Néel-type antiferromagnetic skyrmionic crystals on two-dimensional square lattices investigated with optimized quantum Monte Carlo method

Abstract

The formations of individual antiferromagnetic (AF) skyrmions and AF skyrmionic lattices on two-dimensional (2D) magnets with square crystal structure are debatable in recent years, for only an isolated skyrmion can be generated in such systems if classical Monte Carlo (CMC) method is employed. For the sake, we apply here an optimized quantum Monte Carlo approach to a 2D square magnet where the AF Heisenberg exchange (HE) and Dzyaloshinskii–Moriya (DM) interactions co-exist. Consequently, the computing program converges to the equilibrium states with appreciable computational speed, and the results obtained in the last one iteration are able to accurately produce well symmetric and periodic AF skyrmionic lattices (SLs) at elevated temperatures when a considerably strong external magnetic field is exerted perpendicular to the 2D monolayer.
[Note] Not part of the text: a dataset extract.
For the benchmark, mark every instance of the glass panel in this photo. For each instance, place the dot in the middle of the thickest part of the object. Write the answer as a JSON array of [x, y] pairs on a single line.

Moreover, each of these AF SLs can be decomposed into two almost identical ferromagnetic (FM) SLs, and the distribution of topological charge density also forms symmetric lattice with the same periodicity as the AF SL, dividing the AF SL into several areas of distinct spin configurations. The reasons why the OQMC approach can work beyond CMC method are explained in the Discussion Section. • Optimized Monte Carlo simulating method is described and applied here. • Results obtained in last loop can produce symmetric and periodical spin textures. • AF skyrmion crystals are generated in 2D square lattices with the method. • Each AF skyrmion crystal can be decomposed into two identical FM sub-lattices. • The topological charge density forms lattice almost identical with the spin texture.